Allah Swt. memiliki persediaan (khazanah) segala sesuatu dalam jumlah yang tidak
terbatas. Akan tetapi sesuai dengan rahmat-Nya
yang tidak berhingga, Dia mengarahkan pikiran
atau otak manusia kepada satu benda
yang tertentu, hanya bilamana timbul suatu
keperluan yang sesungguhnya akan benda
itu.
Apabila khazanah
berbagai pengetahuan serta fungsi
yang telah ditetapkan (ditakdirkan) Allah Swt. berkenaan berbagai
hal dalam tatanan alam semesta jasmani ini
-- yang merupakan makhluk -- demikian tidak terhingganya maka
terlebih lagi khazanah
Sifat-sifat sempurna Allah Swt., Al-Khāliq
(Yang Maha Pencipta).
Itukah sebabnya dalam kisah monumental “Adam – Malaikat – Iblis” hanya kepada “Khalifah Allah” yakni Rasul Allah sajalah Allah Swt.
mengajarkan atau membukakan khazanah
rahasia Sifat-sifat-Nya (al-Asmā-ul husna - QS.72:27-29)
sesuai keperluan zamannya, yang jauh
melebihi pengetahuan para malaikat
(QS.2:31-35).
Kesempurnaan Tatanan “Kerajaan” Alam Semesta Jasmani
Berikut adalah firman Allah Swt. mengenai kesempurnaan
tatanan alam semesta jasmani:
بِسۡمِ
اللّٰہِ الرَّحۡمٰنِ الرَّحِیۡمِ﴿﴾ تَبٰرَکَ الَّذِیۡ بِیَدِہِ
الۡمُلۡکُ ۫ وَ ہُوَ عَلٰی کُلِّ
شَیۡءٍ قَدِیۡرُۨ ۙ﴿﴾ الَّذِیۡ خَلَقَ الۡمَوۡتَ وَ
الۡحَیٰوۃَ لِیَبۡلُوَکُمۡ اَیُّکُمۡ اَحۡسَنُ عَمَلًا ؕ وَ ہُوَ الۡعَزِیۡزُ الۡغَفُوۡرُ ۙ﴿﴾ الَّذِیۡ خَلَقَ
سَبۡعَ سَمٰوٰتٍ طِبَاقًا ؕ مَا تَرٰی فِیۡ خَلۡقِ الرَّحۡمٰنِ
مِنۡ تَفٰوُتٍ ؕ فَارۡجِعِ الۡبَصَرَ ۙ ہَلۡ تَرٰی مِنۡ فُطُوۡرٍ ﴿﴾ ثُمَّ ارۡجِعِ
الۡبَصَرَ کَرَّتَیۡنِ یَنۡقَلِبۡ
اِلَیۡکَ الۡبَصَرُ خَاسِئًا وَّ ہُوَ
حَسِیۡرٌ ﴿﴾
Aku baca dengan nama Allah, Maha Pemurah,
Maha Penyayang.

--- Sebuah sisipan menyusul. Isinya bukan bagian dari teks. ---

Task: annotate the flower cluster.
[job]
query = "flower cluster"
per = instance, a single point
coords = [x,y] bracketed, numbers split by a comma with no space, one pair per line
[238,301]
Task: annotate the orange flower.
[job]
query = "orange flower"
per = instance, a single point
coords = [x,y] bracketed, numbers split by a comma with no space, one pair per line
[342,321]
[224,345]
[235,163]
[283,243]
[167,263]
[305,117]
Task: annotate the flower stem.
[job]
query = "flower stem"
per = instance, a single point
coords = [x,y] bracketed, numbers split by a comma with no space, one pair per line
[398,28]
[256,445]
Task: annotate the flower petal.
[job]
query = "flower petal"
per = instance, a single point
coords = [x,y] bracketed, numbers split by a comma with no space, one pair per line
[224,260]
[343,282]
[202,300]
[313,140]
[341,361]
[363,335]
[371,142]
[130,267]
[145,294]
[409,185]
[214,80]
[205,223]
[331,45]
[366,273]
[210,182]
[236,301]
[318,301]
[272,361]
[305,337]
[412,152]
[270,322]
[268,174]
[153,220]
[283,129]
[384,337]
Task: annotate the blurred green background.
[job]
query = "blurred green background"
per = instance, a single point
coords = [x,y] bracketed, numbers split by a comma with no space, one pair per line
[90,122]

Maha
Berbarkat Dia Yang di Tangan-Nya kerajaan dan Dia Maha Kuasa atas segala sesuatu, Yang menciptakan kematian dan kehidupan,
supaya Dia menguji kamu, siapa di antara kamu yang
terbaik amalnya, dan Dia Maha Perkasa, Maha Pengampun, Yang telah menciptakan tujuh tingkat langit dengan serasi. Engkau tidak akan melihat ketidakselarasan di dalam ciptaan Tuhan Yang Maha Pemurah, maka lihatlah
ber-ulang-ulang, apakah engkau
melihat sesuatu cacat? Kemudian pandanglah
untuk kedua kali, penglihatan engkau akan kembali kepada
engkau dengan tunduk dan ia letih, (Al-Mulk [67]:1-5).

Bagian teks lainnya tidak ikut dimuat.